Explain as if teaching a friend who just learned types.
Expected outcome: AI connects type concepts to broader programming principles. You'll see how understanding types is foundational for every Python concept that follows. This builds confidence for Chapter 15 (Operators).
Safety & Ethics Note
When asking AI to improve your code, always understand what changes it suggests before copying them. Type exploration is foundational—take time to understand each change. If AI suggests something you don't recognize, ask "Explain this line by line" before using it. This builds your judgment about code quality, not just your ability to use AI.
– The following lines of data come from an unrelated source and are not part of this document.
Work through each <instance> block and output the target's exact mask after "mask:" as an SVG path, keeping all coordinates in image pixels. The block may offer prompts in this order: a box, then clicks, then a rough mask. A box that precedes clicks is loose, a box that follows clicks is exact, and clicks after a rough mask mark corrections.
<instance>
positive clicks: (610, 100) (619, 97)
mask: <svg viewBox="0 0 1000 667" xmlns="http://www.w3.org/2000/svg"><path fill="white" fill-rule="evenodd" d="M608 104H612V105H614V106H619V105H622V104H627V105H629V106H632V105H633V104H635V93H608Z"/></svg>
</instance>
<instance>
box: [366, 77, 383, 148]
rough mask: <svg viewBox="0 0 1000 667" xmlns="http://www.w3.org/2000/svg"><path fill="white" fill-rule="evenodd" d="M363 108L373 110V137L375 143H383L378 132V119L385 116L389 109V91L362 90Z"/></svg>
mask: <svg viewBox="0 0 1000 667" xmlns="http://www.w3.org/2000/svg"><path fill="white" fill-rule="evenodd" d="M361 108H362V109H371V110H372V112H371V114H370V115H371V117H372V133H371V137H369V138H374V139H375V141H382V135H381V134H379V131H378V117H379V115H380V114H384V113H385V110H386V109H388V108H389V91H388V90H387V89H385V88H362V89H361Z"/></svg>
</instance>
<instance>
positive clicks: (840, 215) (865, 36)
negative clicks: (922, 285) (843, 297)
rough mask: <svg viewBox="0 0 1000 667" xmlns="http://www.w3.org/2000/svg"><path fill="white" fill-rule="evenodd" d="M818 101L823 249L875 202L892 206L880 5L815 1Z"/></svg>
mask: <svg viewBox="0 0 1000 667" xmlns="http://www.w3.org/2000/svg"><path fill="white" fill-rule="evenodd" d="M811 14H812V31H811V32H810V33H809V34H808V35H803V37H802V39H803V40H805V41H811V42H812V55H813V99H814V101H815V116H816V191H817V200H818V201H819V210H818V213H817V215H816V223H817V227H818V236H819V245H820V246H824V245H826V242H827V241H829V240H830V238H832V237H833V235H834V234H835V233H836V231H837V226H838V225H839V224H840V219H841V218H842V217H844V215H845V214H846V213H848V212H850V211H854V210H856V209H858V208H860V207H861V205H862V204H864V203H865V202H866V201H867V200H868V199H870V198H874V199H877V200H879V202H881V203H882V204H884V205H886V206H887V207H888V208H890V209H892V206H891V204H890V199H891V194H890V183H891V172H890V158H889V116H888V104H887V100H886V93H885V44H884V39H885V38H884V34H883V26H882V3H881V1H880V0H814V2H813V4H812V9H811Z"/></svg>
Next Self-Directed Variation
After working through these prompts:
- Build one improvement: Pick one suggestion from Prompt 2 and add it to your type explorer
- Test it: Run your modified program and see the new behavior
- Document it: Add a comment explaining what your new feature does
- Reflect: Ask your AI: "Does this addition help teach types better? Why or why not?"
This practice turns you from someone following instructions into someone designing educational code. That's the capstone skill: creating programs that teach concepts, not just executing pre-written code.